There has been a long history of consensual resolution of issues arising in connection with the performance of undertakings, with the recent U. S. Steel matter being the one case in the history of the ICA having proceeded to litigation.  In nearly all cases, disputes under the ICA are most productively resolved through consensual negotiations. Accordingly, while mediation may be a useful tool in certain cases, it is important that mediation not replace a potentially productive consensual process or a full hearing on the merits if that is what the investor or the Minister desires.

The new guideline requires both the Minister and the non-Canadian investor to agree to resolve an issue relating to compliance with written undertakings through mediation. This implies that the mediation should be mutually agreed upon without any compulsion on either side in relation to a particular issue. Accordingly, it would not be appropriate, in our view, for the Minister to insist as a condition of approval of a pending transaction that investors include as a matter of course in their undertakings an agreement to mediate in the event of any dispute over performance of undertakings.

Expanded Disclosure

While criticism has been levelled for some time at the lack of transparency and predictability in the ICA review process, the rejection of BHP Billiton’s proposed acquisition of Potash Corporation led to renewed calls for better insight into the Minister’s decision making process.

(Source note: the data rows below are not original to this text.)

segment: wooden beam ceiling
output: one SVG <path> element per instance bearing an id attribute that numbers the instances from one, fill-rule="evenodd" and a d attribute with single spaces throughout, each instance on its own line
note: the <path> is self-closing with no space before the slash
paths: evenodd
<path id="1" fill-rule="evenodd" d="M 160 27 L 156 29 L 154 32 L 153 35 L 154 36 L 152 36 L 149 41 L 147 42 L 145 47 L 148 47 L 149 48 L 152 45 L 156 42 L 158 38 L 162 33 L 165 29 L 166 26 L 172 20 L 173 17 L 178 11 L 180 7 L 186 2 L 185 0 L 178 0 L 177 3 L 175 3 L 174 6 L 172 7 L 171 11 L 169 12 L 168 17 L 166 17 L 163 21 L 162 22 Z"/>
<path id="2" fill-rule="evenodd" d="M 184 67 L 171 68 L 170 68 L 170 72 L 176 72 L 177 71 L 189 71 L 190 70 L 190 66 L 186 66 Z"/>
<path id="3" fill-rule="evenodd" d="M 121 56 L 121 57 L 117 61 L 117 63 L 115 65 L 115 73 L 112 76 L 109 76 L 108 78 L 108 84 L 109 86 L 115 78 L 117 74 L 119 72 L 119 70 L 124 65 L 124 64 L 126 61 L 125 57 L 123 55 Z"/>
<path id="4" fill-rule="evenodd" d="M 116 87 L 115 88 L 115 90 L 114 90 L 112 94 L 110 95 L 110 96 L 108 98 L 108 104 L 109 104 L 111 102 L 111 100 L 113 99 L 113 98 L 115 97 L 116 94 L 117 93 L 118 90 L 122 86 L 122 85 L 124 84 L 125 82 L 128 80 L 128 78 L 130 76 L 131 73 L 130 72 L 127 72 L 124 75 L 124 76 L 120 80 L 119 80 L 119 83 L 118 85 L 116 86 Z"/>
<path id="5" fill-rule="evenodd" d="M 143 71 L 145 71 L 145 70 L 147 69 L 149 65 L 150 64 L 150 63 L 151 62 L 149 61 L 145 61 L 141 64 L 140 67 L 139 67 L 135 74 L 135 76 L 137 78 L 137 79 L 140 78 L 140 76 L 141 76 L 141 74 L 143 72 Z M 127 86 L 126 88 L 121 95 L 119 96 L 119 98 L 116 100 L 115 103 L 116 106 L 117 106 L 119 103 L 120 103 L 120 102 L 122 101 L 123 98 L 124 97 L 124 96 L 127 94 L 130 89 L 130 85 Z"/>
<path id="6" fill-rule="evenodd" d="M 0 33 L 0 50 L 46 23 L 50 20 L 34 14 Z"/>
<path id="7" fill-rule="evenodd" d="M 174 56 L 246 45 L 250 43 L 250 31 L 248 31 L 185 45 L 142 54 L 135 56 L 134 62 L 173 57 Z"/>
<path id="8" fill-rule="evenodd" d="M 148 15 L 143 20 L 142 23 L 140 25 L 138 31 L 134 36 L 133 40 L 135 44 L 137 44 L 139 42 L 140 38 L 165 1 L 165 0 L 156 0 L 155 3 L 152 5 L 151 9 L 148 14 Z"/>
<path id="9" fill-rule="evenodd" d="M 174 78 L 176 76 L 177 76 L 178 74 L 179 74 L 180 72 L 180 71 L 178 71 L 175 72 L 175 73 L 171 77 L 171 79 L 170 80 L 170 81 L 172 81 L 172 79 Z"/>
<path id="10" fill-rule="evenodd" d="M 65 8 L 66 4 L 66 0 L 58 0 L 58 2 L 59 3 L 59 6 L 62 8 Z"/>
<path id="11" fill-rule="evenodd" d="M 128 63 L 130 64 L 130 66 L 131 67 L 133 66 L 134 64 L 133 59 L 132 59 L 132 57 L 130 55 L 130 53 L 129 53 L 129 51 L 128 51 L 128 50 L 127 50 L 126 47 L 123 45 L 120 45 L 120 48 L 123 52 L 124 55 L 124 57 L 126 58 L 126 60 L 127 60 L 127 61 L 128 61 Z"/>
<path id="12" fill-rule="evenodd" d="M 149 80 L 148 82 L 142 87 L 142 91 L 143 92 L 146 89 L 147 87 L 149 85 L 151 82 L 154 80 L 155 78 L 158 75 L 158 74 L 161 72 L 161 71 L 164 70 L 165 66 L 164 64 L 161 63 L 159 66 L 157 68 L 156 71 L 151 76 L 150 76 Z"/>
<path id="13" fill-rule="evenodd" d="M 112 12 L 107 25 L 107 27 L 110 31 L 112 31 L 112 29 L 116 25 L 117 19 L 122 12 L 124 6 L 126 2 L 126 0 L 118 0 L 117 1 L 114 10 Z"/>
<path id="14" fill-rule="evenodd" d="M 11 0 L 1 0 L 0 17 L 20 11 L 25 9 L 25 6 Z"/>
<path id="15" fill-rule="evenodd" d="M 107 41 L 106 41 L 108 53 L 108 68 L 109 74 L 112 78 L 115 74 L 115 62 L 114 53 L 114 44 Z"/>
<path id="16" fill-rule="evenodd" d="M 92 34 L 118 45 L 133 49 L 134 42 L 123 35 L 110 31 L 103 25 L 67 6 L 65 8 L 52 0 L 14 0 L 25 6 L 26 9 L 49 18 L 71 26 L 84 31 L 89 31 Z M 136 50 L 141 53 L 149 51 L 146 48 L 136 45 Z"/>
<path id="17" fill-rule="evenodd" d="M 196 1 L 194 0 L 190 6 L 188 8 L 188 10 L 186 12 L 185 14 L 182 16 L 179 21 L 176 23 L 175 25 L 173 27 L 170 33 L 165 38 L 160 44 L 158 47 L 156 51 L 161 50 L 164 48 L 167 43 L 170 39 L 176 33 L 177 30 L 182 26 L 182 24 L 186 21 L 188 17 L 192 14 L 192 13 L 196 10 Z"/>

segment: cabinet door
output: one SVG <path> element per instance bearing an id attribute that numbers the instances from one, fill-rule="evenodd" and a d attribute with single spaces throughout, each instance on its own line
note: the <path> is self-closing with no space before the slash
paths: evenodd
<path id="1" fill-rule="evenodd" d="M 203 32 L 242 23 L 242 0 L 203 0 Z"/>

While Bill C-38 stops well short of the general guidelines promised by the Minister of Industry in 2010, it is intended to address this criticism (among others) by expressly authorizing the Minister to make public disclosure:

  • when the Minister sends a preliminary notice to an investor indicating that the Minister is not satisfied that the investment is likely to be of net benefit to Canada (and advising the investor of its right to make representations and submit undertakings); and
  • in the case of a preliminary notice of the Minister’s reasons for the initial conclusion that the transaction is not likely to be of net benefit to Canada.

The ICA already permits the Minister to disclose final notices sent to an investor indicating whether the Minister is or is not satisfied that the investment is likely to be of net benefit to Canada, along with any reasons for the finding. Accordingly, the proposed amendments would only have the effect of enabling the Minister to make public disclosure about an interim decision.  In no case, however, is the Minister required to disclose details of a financial, commercial, scientific or technical nature as the ICA permits the Minister to keep such information confidential if the Minister believes disclosure would prejudicially affect the non-Canadian. In practice, the Minister has typically been appropriately cautious about disclosing confidential information. Accordingly, guidance of a more general nature, rather than disclosure relating to particular transactions, would be most beneficial in increasing transparency and predictability in the ICA review process.